To drive value from data, analytics need to be operationalised. Ad-hoc data exploration can be unclear, depends on each individual functional team’s preferences to generate insight, acted on and then forgotten under the pile of documentation. The preference may vary from the way the experiments are conducted, tools being used, and the finding has been disseminated. Every project starts from scratch. And if someone with a vast knowledge leaves the organisation, the prior knowledge is completely lost.


Originally published at LinkedIn Pulse on 19 November 2019.


Photo credit: www.pexels.com
Photo credit: www.pexels.com

Organisations can extend their analytics process a step further, with a centre of excellence model by centralising their scare analytics talent by co-locating people in a cross-functional “hub”. However, that does not ensure that the team is not involved in unnecessary data pre-processing or clean-up tasks or caught into repetitive BI-type work. Even though the IT team gave them a powerful Azure environment to run their analyses, but sometimes it lacks the right packages or tools, rendering it useless.


In a data-driven organisation, each step of the analytical process is documented on the intranet as a set of best practices that each new member of the team must learn. There should also be a formal control process where a second team-member “double-does” the work to ensure consistent results. Once done, they save their source data, code, and the report to a designated folder tagged with their names and the date.


The analytics team function as a “shared service” and has recurring meetings with marketing, risk, finance, and operations. Once results are finalised, they work closely with the software engineers to translate their models from R into the production systems. Shelf lives are predetermined, and models get reviewed depending on compliance requirements. If the data science team were to disappear, it would have a major impact on many parts of the business.


A true data-driven organisation will take their analytics to even higher plane by ingraining their ways of working into the infrastructure of the team. Before anyone starts a project, their system will search the metadata of all previous projects and flag the most relevant prior work.

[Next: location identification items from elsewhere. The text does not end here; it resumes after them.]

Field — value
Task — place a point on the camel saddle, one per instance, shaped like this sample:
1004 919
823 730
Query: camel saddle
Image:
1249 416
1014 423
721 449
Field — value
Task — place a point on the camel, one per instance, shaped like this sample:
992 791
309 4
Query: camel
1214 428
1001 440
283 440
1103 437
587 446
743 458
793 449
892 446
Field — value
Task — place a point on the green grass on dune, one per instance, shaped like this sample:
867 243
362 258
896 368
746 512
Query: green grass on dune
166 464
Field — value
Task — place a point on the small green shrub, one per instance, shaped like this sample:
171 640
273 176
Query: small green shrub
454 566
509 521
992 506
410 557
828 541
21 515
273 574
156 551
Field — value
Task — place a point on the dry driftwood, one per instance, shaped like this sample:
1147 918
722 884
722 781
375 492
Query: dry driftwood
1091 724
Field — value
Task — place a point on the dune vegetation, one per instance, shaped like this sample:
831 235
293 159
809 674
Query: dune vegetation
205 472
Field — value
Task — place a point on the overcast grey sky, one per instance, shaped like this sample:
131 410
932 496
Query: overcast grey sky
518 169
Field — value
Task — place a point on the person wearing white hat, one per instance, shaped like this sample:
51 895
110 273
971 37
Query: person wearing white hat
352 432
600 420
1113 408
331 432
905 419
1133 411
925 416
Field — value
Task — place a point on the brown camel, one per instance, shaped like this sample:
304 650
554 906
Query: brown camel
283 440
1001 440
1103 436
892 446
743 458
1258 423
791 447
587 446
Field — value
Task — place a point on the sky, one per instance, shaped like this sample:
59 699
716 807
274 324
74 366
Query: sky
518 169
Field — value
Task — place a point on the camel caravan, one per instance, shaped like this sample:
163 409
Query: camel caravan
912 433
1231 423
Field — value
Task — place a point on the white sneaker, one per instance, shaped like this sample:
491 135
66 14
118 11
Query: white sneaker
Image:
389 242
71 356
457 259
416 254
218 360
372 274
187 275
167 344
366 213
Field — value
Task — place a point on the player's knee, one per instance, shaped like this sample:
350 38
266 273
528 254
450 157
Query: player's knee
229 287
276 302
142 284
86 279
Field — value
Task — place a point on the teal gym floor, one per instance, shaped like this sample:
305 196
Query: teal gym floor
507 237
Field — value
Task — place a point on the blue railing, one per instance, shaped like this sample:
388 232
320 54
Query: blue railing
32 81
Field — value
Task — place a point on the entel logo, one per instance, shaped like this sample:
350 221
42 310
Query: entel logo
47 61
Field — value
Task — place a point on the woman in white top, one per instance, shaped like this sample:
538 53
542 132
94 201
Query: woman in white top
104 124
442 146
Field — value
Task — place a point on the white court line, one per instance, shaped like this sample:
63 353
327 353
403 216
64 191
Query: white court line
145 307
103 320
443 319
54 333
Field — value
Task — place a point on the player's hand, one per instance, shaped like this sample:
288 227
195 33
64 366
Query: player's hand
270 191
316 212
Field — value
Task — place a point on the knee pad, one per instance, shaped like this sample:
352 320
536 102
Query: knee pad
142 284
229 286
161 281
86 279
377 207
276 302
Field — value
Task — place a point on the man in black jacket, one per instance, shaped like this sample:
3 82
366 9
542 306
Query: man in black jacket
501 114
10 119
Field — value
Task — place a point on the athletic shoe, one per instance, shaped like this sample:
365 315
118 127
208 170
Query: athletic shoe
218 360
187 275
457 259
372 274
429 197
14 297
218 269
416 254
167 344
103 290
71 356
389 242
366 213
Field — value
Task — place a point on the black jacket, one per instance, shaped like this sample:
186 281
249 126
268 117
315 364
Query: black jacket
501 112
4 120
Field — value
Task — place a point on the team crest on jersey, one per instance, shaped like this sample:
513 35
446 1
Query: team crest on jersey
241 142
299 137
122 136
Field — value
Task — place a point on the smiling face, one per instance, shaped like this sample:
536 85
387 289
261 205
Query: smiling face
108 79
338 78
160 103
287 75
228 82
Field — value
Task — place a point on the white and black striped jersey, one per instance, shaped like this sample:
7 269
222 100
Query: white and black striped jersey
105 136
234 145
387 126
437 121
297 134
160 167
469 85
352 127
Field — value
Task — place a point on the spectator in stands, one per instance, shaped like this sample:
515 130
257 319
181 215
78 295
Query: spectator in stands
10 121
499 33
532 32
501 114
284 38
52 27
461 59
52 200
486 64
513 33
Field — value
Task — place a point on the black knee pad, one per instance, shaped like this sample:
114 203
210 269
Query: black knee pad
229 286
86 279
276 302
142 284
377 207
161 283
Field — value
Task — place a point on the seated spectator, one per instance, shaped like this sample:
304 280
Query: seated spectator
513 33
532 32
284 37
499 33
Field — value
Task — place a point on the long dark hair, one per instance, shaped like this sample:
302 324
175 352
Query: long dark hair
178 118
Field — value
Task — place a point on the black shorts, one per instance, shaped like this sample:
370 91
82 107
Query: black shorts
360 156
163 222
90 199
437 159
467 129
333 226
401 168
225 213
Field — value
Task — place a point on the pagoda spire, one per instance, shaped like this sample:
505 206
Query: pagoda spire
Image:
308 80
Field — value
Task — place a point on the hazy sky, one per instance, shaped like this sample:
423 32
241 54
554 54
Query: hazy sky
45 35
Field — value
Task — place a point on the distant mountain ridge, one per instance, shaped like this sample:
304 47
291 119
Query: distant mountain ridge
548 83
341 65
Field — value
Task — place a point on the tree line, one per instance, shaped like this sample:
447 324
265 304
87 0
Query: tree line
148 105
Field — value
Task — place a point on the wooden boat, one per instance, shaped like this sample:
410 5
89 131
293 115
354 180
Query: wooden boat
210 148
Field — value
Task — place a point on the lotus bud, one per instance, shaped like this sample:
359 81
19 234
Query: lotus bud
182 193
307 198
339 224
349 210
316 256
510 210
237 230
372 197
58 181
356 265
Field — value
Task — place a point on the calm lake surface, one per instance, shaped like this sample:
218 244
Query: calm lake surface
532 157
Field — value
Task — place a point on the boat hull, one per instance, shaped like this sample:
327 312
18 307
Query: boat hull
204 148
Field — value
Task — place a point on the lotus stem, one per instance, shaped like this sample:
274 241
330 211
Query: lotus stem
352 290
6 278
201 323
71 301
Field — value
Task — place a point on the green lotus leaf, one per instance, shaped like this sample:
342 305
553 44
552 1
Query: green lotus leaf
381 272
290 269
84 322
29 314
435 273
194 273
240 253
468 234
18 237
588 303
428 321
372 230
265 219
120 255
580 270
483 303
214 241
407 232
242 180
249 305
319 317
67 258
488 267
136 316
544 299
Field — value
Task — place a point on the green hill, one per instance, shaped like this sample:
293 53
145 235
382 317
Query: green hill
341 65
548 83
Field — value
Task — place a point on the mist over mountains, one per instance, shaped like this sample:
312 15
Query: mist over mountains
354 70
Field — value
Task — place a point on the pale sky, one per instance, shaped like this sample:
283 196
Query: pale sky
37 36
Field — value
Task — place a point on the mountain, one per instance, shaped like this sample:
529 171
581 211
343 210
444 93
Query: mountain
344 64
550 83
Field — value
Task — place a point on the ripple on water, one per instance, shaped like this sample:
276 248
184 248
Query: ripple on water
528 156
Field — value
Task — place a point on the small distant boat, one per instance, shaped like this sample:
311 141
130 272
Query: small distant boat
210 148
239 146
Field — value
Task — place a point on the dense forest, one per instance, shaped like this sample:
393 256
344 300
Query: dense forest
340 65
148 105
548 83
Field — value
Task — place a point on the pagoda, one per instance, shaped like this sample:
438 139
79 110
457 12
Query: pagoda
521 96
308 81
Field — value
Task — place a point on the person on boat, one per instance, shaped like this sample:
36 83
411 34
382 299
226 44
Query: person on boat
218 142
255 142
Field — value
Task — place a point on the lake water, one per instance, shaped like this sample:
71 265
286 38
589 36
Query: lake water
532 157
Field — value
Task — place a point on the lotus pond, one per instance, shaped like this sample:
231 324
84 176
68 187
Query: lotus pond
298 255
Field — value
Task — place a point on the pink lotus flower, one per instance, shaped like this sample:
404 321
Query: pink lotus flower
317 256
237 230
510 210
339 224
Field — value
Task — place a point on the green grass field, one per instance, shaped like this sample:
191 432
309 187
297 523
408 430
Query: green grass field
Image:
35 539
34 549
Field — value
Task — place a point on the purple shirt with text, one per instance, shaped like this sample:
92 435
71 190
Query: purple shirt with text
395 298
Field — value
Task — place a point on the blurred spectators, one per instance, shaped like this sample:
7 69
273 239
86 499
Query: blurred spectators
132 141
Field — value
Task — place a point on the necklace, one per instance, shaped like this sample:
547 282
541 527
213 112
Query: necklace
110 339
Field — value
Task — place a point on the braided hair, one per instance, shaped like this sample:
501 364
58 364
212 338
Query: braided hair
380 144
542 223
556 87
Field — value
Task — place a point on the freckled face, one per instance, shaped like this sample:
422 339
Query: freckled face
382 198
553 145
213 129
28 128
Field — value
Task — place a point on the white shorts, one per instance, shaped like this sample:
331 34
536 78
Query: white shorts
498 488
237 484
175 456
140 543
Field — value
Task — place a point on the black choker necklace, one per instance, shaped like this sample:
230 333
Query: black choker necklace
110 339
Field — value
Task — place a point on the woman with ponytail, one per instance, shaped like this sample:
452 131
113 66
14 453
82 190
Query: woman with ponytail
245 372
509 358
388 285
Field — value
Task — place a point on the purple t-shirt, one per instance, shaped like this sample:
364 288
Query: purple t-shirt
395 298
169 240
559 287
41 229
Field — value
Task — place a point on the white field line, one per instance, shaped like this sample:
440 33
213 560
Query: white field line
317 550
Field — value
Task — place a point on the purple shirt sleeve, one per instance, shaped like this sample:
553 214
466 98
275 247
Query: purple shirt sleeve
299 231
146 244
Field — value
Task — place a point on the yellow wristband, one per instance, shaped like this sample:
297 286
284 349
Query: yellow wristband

There will be a single repository of all analytical work done throughout the organisation. And results cannot be published back to the library unless necessary metadata is populated. When data scientists want to explore recommendation engine for the checkout process, they should not only see the prior modellers’ efforts, but a full record of their exploratory process is available, including discarded model variants.


It is important that data scientists are working to help improve the entire analytical lifecycle from data discovery to business action. Educated business users identify more opportunities for data science, bring valuable context to the analytical process, and act as advocates for the data science team. True data democratisation requires deep, ongoing education for the organisation as a whole.


The following diagram depicts the data science operating model that an organisation can adopt in order to become a truly data-driven organisation.


Data Science Operating Model
Data Science Operating Model

Identify. This initial phase focuses on understanding the project objectives. Business outcomes need to be validated through Design Thinking workshops.


It is often misunderstood as only the data scientist needs to understand the business issues, while the business knowing exactly what they want. Often the business intends to ‘make smarter decisions by using data’, but they lack the understanding of what analytical models are, how they can or should be used and what realistic expectations are around model effectiveness. As such, the business itself needs to transform to work with analytical models.


The intent and expected outcomes from the data science sprints should be documented.


Another issue with this phase is that project objectives and project requirements are usually originating from different parts of the organisation. The objectives typically come from a higher management level than the requirements and ignoring this fact, not seldom leads to the situation where after the model has been developed, the end-users of the analytical model are required to post-rationalise the model, which leads to a lot of dissatisfaction.


Acquire. In this phase, business and data analysts need to validate if datasets needed for the sprint are available in the data platform. If there are missing datasets, then they need to identify the right sources for enrichment. Organisations acquire external data sources to enhance the data they already possess so they can make more informed decisions.


All data, no matter the source, begins in its raw form. When this collected data flows into a central data store, it often is ingested into the system in discrete datasets. What they often have when this happens is data being dumped into a data lake, or a data swamp, full of raw information that often is not useful outside of narrow contexts.


Ingest. Once external data have been acquired to enrich the existing data, data engineer, data modeller or data developers need to leverage the data microservices to convert data formats, persist and catalogue raw data.

They also need to work on data profiling, cross-file analysis and causality analysis while external data is loaded into the data platform.


Curate. After external datasets are ingested into the data platform, data engineer, data modeller or data developers target data load, match, merge and manage keys. Data needs to be actively managed through its life cycle of interest so that it retains its usefulness.


Reference data are also looked up, transformed and enriched at this phase.


Model. Data scientists formulate a hypothesis, based on the business questions and available data.

They then select data mining techniques that are relevant to the problem (the more techniques, the better), and calibrate the model parameters for optimal values. Typically, there are several techniques for the same problem type. Some techniques have specific requirements on the format of the data. Therefore, going back to the previous phases are sometimes necessary.


Experimentation may require refining the machine learning model incrementally to improve performance, changing to an entirely different format of the data, or even a different interpretation or adjustment of the business question.


Analyse. Data scientists and data miners continue to review and test the model performance to reduce the effect of the outliers. They select the best performing machine learning model by applying a benchmark against outcomes.

Model and analyse phase can go hand in hand and can have multiple iterations before an acceptable solution is found.


Present. Once an acceptable solution is found, data storyteller or UX consultants use visualisation tools to develop the storyboard for the hypothesis.


They use an informative and appealing visual representation of the results and the ranking of the outcome based on various datasets.


Act. Operational staffs take necessary business actions based on the analytic findings.


Organisations that harness more ad-hoc data exploration, usually skip the ingest and curate phase.


A data-driven organisation, on the other hand, will have two additional phases.


Maintain. Data scientists and machine learning engineers will induce the models in the production environment, and re-train the models on a regular interval or as necessary, to ensure that the model captures the changes of patterns presented by the new data, also known as the drift of concept.


This will ensure the predictions continue to be accurate.


Predict. Productionalise model continues to predict the outcome whenever new data comes in or a new user-action is taken.


If the machine learning model is part of a bigger solution or platform, then the platform uses the predicted outcome to decide on features such as default value to put in the input box or the default button to select.

A truly data-driven organisation will have all ten phases in its data science operating model.